C’è poi la questione del «quarto uomo», che arrivò a soccorrere appunto Savi rimasto ferito, contattato pare tramite una cabina telefonica.
"Ecco, costui è rimasto sconosciuto. Eppure andò a prendere i tre fratelli al Pilastro a bordo di un’Alfa 33, notata da diversi testimoni già con i Savi a bordo. Quell’auto non è mai stata ritrovata, a differenza delle altre coinvolte nelle azioni messe a segno dalla banda. Un altro punto buio".
Ci fu poi la questione Santagata, con la misteriosa telefonata del padre di Simonetta Bersani ora al vaglio degli inquirenti: cosa ne pensa?

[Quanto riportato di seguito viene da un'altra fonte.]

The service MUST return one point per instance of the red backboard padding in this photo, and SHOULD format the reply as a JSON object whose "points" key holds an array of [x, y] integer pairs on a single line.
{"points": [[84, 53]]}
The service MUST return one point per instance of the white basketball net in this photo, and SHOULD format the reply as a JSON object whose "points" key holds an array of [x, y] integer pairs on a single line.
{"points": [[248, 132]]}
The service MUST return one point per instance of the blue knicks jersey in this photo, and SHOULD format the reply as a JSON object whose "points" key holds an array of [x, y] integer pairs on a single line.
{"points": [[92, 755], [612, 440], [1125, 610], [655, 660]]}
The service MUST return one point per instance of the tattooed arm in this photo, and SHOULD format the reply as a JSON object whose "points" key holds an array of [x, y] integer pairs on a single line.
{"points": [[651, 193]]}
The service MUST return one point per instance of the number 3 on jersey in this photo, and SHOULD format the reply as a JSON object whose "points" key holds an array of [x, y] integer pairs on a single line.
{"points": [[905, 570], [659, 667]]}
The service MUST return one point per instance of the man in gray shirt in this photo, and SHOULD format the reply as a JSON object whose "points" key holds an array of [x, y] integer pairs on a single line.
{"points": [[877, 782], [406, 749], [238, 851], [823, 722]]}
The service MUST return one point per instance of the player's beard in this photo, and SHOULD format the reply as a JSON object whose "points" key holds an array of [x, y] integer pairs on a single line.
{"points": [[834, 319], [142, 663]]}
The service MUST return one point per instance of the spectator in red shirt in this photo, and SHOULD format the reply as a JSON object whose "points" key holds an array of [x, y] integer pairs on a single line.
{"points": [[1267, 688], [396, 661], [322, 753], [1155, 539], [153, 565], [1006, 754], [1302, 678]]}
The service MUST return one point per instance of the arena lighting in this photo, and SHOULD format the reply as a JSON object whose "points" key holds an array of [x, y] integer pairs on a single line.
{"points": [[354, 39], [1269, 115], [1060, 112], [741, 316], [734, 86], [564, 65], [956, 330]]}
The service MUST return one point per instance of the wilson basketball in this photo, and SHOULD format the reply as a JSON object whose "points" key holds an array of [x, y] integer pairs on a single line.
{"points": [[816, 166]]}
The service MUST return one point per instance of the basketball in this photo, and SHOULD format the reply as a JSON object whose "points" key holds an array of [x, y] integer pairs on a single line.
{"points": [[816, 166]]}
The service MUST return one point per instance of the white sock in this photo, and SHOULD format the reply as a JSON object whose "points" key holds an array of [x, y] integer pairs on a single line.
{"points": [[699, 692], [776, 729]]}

"Né Simonetta Bersani, né Annamaria Fontana (la prima indicò la banda dei giovani malavitosi pilastrini Santagata come autori della strage del Pilastro, la seconda portò all’arresto di una banda di pregiudicati catanesi per gli assalti ai supermercati Coop, ndr ) hanno mai pagato per avere depistato le indagini. Mi auguro che in questi nuovi accertamenti non sia trascurato questo elemento. Anche se devo dire una cosa".
Prego.
"Nel processo ai Santagata, si fece una ricostruzione della dinamica della sparatoria poi completamente stravolta da quella nel processo alla banda della Uno bianca. Ecco, a me convinceva più la prima versione, peraltro supportata dagli esiti della perizia balistica, e cioè che un uomo scese dalla Uno, con una pistola calibro 38 sparò all’autista e ferì gli altri due carabinieri, poi risalì a bordo e proseguì nell’azione di morte con gli altri complici, mentre l’auto andava a sbattere contro i cassonetti. Nel 1997 invece si stabilì come Roberto Savi avesse sparato mentre era ancora a bordo dell’auto, mirando alla pattuglia dei Carabinieri ( disse che temeva che la pattuglia si fosse insospettita e li volesse identificare , ndr). Io credo invece fosse una spedizione mirata e ben orchestrata".